Le grité a Kenny que se levantara, que se dejara de chorradas y que se levantara. Me lancé a correr hacia él lo más rápido que pude, con las manos vacías. Kenny miraba horrorizado. Pensé que me iba a poner a potar. Booze avanzaba a trompicones, abierto en canal desde el hocico hasta las orejas, gruñendo, intentando incorporarse. Le temblaban las patas traseras. Debería estar muerto.

Mientras el verraco se acercaba a Kenny y proyectaba el morro hacia abajo en busca de algo que morder, algo que aplastar, sus patas traseras se desplomaron muy muy despacio. Sus mandíbulas actuaron, se cerraron sobre una pernera, se cerraron casi delicadamente sobre la zapatilla de Kenny. Kenny retiró la pierna. Booze volvió a impulsarse hacia él. La sangre empapaba la hierba, salpicó a Kenny.

Entonces llegué y me puse a patear al verraco con todas mis fuerzas, sintiendo cómo percutía la punta de mi bota contra sus costillas. Sentí el calor que desprendía, oí sus gruñidos, sus jadeos borboteantes. Olía a cerdo podrido.

Volvió la cabeza, grotesca y horrible. Un solo ojo amarillo y vidrioso posado en mí. Supe que iba a matarme; no había vuelta de hoja.

Con un gemido, una vaharada de aire caliente, Booze rodó hacia un lado, apartándose de mí, dando respingos. Su mandíbula se cerró de golpe, volvió a abrirse y volvió a cerrarse. Sus pezuñas, sorprendentemente pequeñas y delicadas para una criatura tan monstruosa, tamborilearon contra el suelo. Su hocico romo, del tamaño de una bota de trabajo, retumbó en el suelo con los dientes al descubierto. Su caja torácica continuaba hinchándose y deshinchándose, cada vez más despacio.

–¡Ayúdame, joder! –gritó Kenny.

Se le había quedado la pierna atrapada debajo del cerdo, apretaba los labios y tenía el rostro pálido por el dolor y la conmoción. Booze volvió a revolverse, cegado, moribundo, pero aún con ímpetu. No me atrevía a acercarme.

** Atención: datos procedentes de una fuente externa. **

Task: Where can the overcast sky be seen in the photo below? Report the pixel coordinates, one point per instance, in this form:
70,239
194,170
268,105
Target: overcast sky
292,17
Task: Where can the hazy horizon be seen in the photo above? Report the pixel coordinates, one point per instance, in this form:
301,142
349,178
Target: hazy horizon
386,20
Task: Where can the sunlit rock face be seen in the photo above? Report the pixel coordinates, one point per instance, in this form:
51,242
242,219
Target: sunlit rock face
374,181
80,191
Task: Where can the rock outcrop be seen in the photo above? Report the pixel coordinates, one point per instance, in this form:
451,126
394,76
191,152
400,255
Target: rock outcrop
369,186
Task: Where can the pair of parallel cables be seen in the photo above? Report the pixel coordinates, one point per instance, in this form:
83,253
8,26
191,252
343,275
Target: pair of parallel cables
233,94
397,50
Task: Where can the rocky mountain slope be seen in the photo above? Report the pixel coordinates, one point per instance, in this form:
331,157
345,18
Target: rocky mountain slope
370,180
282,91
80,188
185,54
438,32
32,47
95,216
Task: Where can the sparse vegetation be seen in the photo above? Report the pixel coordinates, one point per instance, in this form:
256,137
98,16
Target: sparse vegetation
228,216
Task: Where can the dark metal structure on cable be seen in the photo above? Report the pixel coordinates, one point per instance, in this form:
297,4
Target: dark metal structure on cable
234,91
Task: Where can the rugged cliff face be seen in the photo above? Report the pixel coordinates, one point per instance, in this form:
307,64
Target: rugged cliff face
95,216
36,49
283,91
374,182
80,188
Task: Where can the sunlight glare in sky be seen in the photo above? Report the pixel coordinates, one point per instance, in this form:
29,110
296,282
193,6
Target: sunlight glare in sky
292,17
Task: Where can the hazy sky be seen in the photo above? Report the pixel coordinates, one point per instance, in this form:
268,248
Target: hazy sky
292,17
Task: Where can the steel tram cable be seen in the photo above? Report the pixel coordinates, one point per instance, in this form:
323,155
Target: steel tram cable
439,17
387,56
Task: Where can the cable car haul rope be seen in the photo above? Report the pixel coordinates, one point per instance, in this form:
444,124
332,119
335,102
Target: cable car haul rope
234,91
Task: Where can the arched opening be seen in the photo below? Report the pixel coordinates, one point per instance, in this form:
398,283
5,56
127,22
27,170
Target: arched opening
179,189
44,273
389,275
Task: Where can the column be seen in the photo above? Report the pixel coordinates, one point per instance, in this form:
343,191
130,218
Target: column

Kenny escarbaba en el suelo, arrancaba puñados de hierba intentando liberarse. Hice de tripas corazón y me las arreglé para llegar hasta él y agarrarlo por los hombros. Estaba resbaladizo por la sangre. Me constaba que un cerdo de ese calibre debía tener litros de sangre. Era imposible saber cuánta era de Kenny. Su pierna era un desastre. Kenny le echó un vistazo al estropicio y apartó enseguida la mirada. Yo no sabía qué hacer. Booze estaba derrumbado, muerto.

–Hijo de puta –dijo Kenny, apretando los dientes–. He acabado con ese hijo de puta.

Booze se estremeció y el silbido de su respiración empezó a apagarse. El mango de la tajamata se alzaba desde su cuello, tembloroso.

Rodeé a Kenny con un brazo para ayudarlo a levantarse y acercarlo al tractor.

–El muy hijo de puta me trincó. ¿Pero al final quién ha trincado a quién, eh? –dijo.

Parecía exigir una respuesta. Pensé que estaba delirando. Las rodillas me flaqueaban.

Miré a Booze, grande como un toro joven, aún no la había espichado del todo. Me llegaba el olor agrio a sangre y orina animal, el hedor intenso de sus excrementos. Sus músculos habían empezado a relajarse. Me apoyé en el tractor.

Ningún verraco tenía derecho a ostentar las dimensiones de aquella criatura blanca y descomunal sobre el verde pasto. Supe que iba a hacer falta una cadena bien gorda o un cable de acero para sacar a Booze de aquella parcela. Ya me lo estaba imaginando, el enorme cerdo encadenado por las patas traseras, arrastrado por los pastos hasta la fosa en la que enterrábamos el ganado muerto. Sería un verdadero infierno llevarlo a rastras hasta allí, pero supuse que nos apañaríamos.